Dewey’in ortaya koyduğu rapor doğrultusunda 1924 ilk mektep müfredat programı hazırlanmıştır. Bu program Cumhuriyet tarihinin ilk pilot uygulamaya sahip programı olmuştur. Bu dönemde ilköğretim ücretsiz hale getirilmiştir (Güngördü ve Güngördü, 1966: 61). Zaten Cumhuriyet dönemine bakıldığında, en çok ilköğretime önem verildiği görülmektedir. Çünkü bu dönemde ilköğretim, yapılan inkılâpların en iyi şekilde benimsetileceği yer olarak düşünülmüştür. 1924 programındaki temel amaç da cumhuriyet ideolojisine uygun insan yetiştirmek ve yapılan yenilikleri yeni nesillere benimsetmektir (Akyüz, 2006: 346). Bu programda, Milli Eğitimin genel amaçlarına yer verilmemiştir. Ancak müfredatta eğitimle ilgili şu ilkeler yer almıştır (Gökdemir, 2013: 62-63):

2. Ahlaki ve toplumsal alışkanlıkların kazandırılması ilkesi 3. Mahalli bilgilerin verilmesi ilkesi

4. Yakından uzağa ilkesi

5. Misallerden kaidelere gitme ilkesi

6. Öğrenci gözlem ve incelemelerine önem verilmesi ilkesi

1924 programında sosyal bilgiler kapsamına giren dersler: tarih, coğrafya, Musahabat-ı Ahlakiye ve Ma‘lumat-ı Vataniye dersleridir. Tarih dersinde bazı değerlerin öğretilmesine önem verilmiştir. Coğrafya dersinde de materyal kullanımına vurgu yapılmıştır. Musahabat-ı Ahlakiye ve Malumat-ı Vataniye dersinde yakından uzağa ilkesi göz önüne alınmıştır. Bu derslerde milli kahramanlardan örnekler verilmiş, çeşitli örnek hikâyeler anlatılmış ve bu yolla kültürel değerler topluma öğretilmeye çalışılmıştır. 4 ve 5. sınıflarda okutulan Musahabat-ı Ahlakiye ve Malumat-ı Vataniye dersinde ise daha çok bireyin kendisine, ailesine, milletine, devletine karşı hak ve sorumluluklarıyla birlikte toplumsal konular üzerinde durulmuştur (Koyuncu, 2015: 48).

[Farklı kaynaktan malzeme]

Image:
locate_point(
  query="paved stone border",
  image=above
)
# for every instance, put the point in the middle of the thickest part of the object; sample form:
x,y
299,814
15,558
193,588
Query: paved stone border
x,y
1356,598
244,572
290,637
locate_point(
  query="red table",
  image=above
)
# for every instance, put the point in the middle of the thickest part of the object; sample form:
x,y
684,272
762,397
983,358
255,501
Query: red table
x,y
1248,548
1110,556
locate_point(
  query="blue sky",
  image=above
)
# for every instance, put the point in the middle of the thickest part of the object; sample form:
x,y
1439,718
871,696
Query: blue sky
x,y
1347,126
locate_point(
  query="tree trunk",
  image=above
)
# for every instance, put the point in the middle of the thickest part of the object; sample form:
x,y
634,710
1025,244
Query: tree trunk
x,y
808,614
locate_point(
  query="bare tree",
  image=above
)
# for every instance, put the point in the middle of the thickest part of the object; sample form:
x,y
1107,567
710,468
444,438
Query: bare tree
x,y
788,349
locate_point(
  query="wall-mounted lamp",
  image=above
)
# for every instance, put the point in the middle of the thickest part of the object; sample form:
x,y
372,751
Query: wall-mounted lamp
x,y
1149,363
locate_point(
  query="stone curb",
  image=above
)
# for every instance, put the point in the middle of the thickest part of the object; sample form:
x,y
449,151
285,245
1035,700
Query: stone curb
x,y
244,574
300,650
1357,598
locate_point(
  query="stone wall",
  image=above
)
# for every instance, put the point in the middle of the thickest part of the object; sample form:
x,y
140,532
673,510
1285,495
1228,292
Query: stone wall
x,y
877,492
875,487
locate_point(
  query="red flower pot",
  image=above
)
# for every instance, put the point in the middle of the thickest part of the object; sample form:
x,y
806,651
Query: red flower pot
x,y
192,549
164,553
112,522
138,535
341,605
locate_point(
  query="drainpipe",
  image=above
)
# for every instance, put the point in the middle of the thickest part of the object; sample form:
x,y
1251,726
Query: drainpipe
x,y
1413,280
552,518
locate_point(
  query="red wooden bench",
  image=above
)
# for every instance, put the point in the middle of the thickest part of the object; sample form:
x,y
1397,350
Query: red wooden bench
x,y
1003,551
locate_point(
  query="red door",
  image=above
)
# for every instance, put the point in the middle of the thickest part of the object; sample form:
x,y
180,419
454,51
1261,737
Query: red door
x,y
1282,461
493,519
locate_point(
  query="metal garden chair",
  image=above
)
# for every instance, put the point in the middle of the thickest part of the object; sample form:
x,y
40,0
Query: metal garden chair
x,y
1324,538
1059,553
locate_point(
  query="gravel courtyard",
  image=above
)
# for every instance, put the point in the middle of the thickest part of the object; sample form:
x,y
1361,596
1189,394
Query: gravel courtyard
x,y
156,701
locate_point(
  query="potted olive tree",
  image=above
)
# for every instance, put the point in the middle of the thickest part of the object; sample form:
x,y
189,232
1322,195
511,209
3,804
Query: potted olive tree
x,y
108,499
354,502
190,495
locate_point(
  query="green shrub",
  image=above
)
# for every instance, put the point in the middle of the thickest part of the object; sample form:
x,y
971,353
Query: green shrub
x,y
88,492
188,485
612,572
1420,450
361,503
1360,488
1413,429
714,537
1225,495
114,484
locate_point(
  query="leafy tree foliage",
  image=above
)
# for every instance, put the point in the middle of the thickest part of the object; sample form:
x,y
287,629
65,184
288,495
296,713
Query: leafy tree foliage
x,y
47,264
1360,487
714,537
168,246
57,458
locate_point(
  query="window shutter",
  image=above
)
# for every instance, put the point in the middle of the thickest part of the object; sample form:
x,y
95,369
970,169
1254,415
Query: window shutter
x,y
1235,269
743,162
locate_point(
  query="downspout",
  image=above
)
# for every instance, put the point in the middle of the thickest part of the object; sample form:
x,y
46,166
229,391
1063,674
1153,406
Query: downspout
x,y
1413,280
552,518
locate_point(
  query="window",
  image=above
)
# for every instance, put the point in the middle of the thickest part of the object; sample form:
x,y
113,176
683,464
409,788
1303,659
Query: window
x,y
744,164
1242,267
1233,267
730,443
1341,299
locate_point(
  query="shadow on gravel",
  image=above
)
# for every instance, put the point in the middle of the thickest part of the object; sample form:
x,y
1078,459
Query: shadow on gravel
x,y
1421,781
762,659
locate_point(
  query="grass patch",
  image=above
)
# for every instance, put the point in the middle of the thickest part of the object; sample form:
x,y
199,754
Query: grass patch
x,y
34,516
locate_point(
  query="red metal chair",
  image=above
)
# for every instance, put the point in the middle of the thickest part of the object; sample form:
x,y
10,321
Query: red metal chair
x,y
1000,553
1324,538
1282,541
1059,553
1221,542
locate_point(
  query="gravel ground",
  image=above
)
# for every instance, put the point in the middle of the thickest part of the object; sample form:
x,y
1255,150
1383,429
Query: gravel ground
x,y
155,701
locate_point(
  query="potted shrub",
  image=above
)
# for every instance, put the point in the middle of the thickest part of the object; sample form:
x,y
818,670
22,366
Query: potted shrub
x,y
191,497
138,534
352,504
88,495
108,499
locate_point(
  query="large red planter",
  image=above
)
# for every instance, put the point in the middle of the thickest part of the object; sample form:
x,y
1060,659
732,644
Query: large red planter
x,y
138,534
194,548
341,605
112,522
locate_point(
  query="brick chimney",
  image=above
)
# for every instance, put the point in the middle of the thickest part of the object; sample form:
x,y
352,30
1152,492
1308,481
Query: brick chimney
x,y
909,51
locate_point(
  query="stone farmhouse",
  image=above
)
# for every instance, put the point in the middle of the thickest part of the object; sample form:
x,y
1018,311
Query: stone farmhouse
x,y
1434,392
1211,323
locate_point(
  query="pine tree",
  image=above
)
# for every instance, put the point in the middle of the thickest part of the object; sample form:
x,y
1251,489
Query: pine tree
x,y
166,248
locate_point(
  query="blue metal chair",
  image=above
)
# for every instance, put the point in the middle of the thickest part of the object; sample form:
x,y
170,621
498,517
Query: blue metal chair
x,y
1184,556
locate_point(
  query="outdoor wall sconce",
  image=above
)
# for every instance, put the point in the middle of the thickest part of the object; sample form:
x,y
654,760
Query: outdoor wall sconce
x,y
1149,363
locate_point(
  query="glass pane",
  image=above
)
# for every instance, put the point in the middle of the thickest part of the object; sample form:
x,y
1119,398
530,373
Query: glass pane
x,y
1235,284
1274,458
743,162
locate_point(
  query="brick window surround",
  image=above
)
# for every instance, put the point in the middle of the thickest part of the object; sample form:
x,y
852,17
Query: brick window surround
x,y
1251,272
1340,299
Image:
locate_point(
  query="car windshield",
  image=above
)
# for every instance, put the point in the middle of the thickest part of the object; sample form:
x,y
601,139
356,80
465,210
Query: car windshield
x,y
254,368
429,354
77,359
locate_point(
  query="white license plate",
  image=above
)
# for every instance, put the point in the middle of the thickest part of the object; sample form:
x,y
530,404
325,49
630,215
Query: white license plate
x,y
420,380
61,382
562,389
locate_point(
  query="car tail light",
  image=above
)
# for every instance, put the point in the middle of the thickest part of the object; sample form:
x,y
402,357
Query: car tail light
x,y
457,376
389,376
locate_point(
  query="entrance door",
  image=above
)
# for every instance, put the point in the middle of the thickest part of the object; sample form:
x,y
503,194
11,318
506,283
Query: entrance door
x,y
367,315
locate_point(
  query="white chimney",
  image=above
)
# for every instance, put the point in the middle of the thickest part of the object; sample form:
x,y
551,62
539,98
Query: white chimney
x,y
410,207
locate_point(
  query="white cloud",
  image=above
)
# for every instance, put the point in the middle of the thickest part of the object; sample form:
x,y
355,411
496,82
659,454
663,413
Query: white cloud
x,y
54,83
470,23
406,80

1924 programı yetiştirilmek istenilen vatandaşlık özelliklerinin yansıtıldığı bir program olmuştur. Bu programla yeni kurulan devletin temel inkılaplarını özümsemiş, laik, çağdaş ve cumhuriyet ideolojisini benimsemiş bir yurttaş tipinin oluşturulmaya çalışıldığı söylenilebilir (Yalçın, 2016: 37).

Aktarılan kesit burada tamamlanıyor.